Tanpa sadar, aku menggigit bibir bawahku. Sebentar lagi, aku pun juga akan pergi. "Cagalli."
"Athrun-kun, k-kau... tidak akan p-pergi juga, kan?" tanyanya tiba-tiba.
Sekarang, aku harus menjawab apa? Aku tak bisa memberitahunya soal kepindahanku. Tidak, tidak sekarang. Tidak di saat ia masih terpuruk akan kepergian Kira. Menghela napas dan kuusahakan untuk tersenyum. "Aku akan selalu ada di sampingmu," sampai hari itu tiba, lanjutku dalam hati. Maaf, Cagalli. Maafkan aku karena sudah berbohong padamu.
"Izinkan aku untuk... membawa adikmu pergi, Kira!"
Kedua mata amethyst Kira membulat dengan sempurna. "Kau gila, Athrun!?"
"Aku tidak akan membawanya ke tempat yang jauh, kok! Sekali ini saja, biarkan aku bertindak egois, Kira! Aku mohon!"
"Hei, Cagalli. Hari ini... kau mau bolos sekolah denganku?" ajakku setelah mengingat kejadian di mana aku meminta izin pada Kira untuk membawa Cagalli pergi. Ya, aku memang sudah berencana untuk mengajak gadis itu pergi jalan-jalan berdua saja sejak lama. Tapi baru bisa tersampaikan hari ini, dan mudah-mudahan ia mau menerima ajakanku.
"K-ke mana?" tanyanya seraya melepas pelukanku.
"Ke Asahiyama Zoo atau ke Asahiyama Park? Kau yang pilih, Cagalli," jawabku.
Ia menghapus air mata yang sempat turun ke kedua pipinya. "M-memangnya kau bawa uang b-banyak? S-sekarang aku hanya punya uang 1.000 Yen di kantung celanaku," jelas Cagalli dengan nada tidak yakin.

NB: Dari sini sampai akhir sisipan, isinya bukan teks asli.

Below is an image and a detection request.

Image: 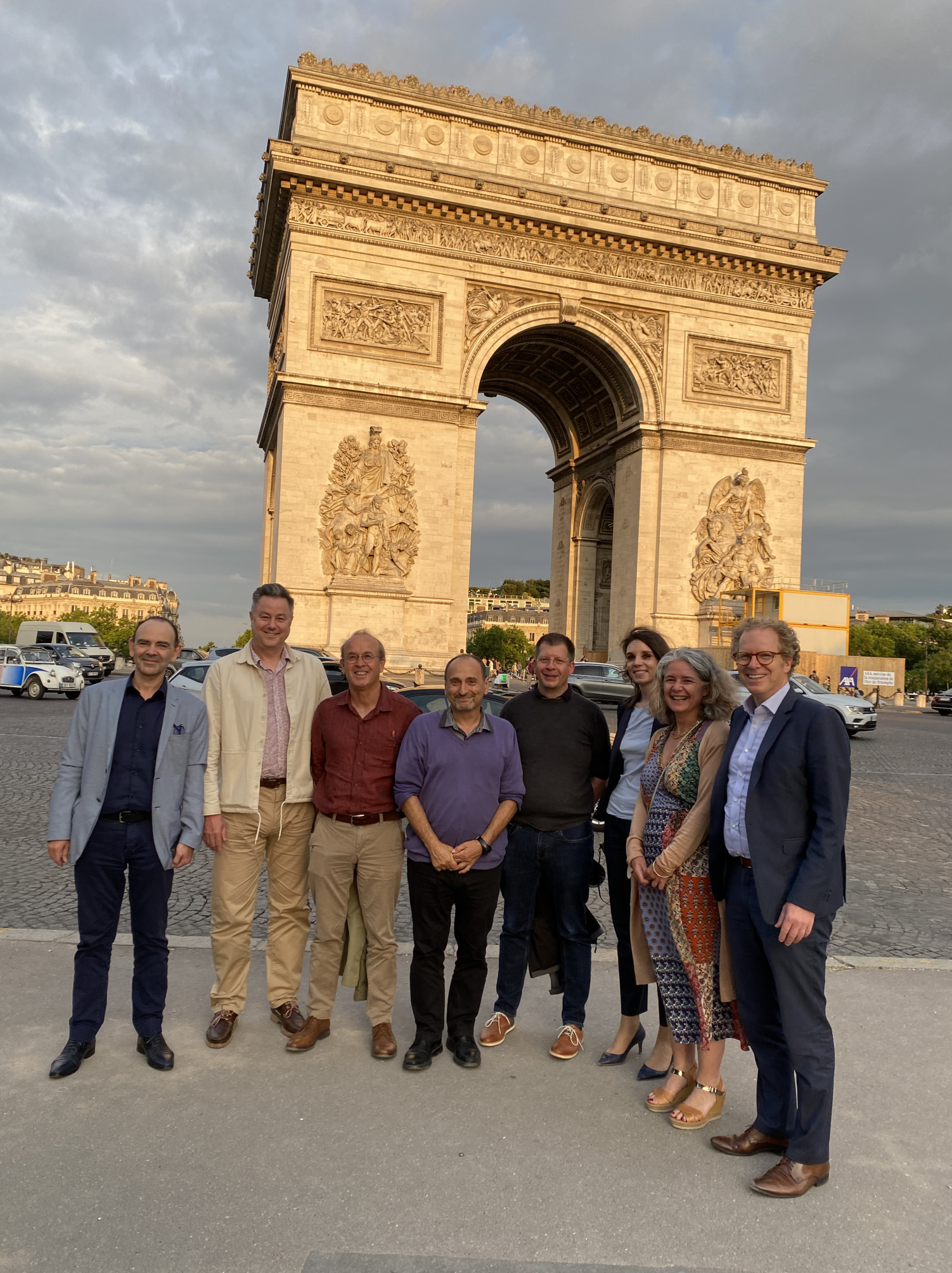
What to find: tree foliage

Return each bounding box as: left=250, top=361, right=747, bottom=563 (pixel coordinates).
left=466, top=624, right=536, bottom=667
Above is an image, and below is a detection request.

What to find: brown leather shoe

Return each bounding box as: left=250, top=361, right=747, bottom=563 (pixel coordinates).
left=480, top=1012, right=515, bottom=1048
left=370, top=1021, right=397, bottom=1061
left=710, top=1124, right=789, bottom=1158
left=751, top=1158, right=830, bottom=1198
left=205, top=1008, right=238, bottom=1048
left=548, top=1026, right=583, bottom=1061
left=271, top=999, right=304, bottom=1039
left=284, top=1017, right=331, bottom=1052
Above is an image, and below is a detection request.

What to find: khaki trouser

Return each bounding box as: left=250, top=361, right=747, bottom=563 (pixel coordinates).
left=308, top=813, right=404, bottom=1026
left=211, top=787, right=314, bottom=1012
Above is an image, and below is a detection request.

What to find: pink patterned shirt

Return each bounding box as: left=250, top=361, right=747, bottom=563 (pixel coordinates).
left=251, top=647, right=292, bottom=779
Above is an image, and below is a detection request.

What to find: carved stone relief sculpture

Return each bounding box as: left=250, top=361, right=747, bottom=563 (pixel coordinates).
left=685, top=336, right=790, bottom=411
left=321, top=425, right=420, bottom=587
left=463, top=284, right=541, bottom=352
left=691, top=468, right=775, bottom=601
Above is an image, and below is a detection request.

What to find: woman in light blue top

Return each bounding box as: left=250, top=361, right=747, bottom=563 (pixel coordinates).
left=596, top=628, right=671, bottom=1078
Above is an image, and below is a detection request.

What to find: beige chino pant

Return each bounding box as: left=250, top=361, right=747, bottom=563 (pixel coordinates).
left=211, top=787, right=314, bottom=1012
left=308, top=813, right=404, bottom=1026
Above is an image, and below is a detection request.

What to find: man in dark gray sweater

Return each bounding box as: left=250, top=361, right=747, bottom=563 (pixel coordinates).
left=480, top=633, right=611, bottom=1061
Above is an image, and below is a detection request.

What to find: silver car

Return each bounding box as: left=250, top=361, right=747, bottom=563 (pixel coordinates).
left=731, top=672, right=877, bottom=739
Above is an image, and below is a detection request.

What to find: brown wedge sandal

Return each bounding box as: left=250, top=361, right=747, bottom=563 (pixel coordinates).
left=645, top=1066, right=697, bottom=1114
left=668, top=1078, right=727, bottom=1132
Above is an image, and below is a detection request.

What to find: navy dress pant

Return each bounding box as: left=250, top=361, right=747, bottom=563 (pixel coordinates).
left=494, top=822, right=595, bottom=1026
left=602, top=813, right=668, bottom=1026
left=70, top=818, right=173, bottom=1043
left=726, top=860, right=833, bottom=1163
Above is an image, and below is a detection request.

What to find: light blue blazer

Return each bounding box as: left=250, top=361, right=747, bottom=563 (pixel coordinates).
left=47, top=676, right=209, bottom=869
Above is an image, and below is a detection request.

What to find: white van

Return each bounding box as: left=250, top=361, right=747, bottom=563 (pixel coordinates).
left=16, top=619, right=116, bottom=676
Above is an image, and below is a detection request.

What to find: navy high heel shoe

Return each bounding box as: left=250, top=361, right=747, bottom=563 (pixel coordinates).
left=598, top=1022, right=644, bottom=1078
left=638, top=1062, right=672, bottom=1082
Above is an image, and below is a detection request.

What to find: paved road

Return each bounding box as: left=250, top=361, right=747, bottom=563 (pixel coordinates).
left=0, top=694, right=952, bottom=957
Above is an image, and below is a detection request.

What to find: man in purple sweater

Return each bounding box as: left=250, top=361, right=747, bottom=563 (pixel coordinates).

"Tenang saja, aku sudah persiapkan semuanya. Jadi, mau pilih yang mana?" tanyaku lagi.
"Mm, A-Asahiyama Zoo."
"Oke! Pertama, kita naik taksi ke Stasiun Asahikawa! Ayo!" Ekspresi Cagalli tampak kaget saat tangan kananku menarik tangan kirinya. Aku hanya menahan tawa melihatnya lalu menghentikan sebuah taksi tanpa penumpang yang kebetulan lewat di depan kami. Sekali lagi, aku berpikiran untuk tidak menceritakan soal kepindahanku di semester depan pada gadis ini. Tapi kalau tidak kukatakan... "Cagalli, kita harus bersenang-senang di sana dan lupakan sejenak tentang masalahmu itu, ya?"
Kulihat Cagalli mengangguk. "Tapi bagaimana dengan Kira-nii?"
"Aku sudah minta izin padanya, kok."
"Oh, oke." Ia menunduk sedikit.
Aku tersenyum lalu menepuk kepalanya pelan. "Untuk hari ini, pikirkan saja tentang kita."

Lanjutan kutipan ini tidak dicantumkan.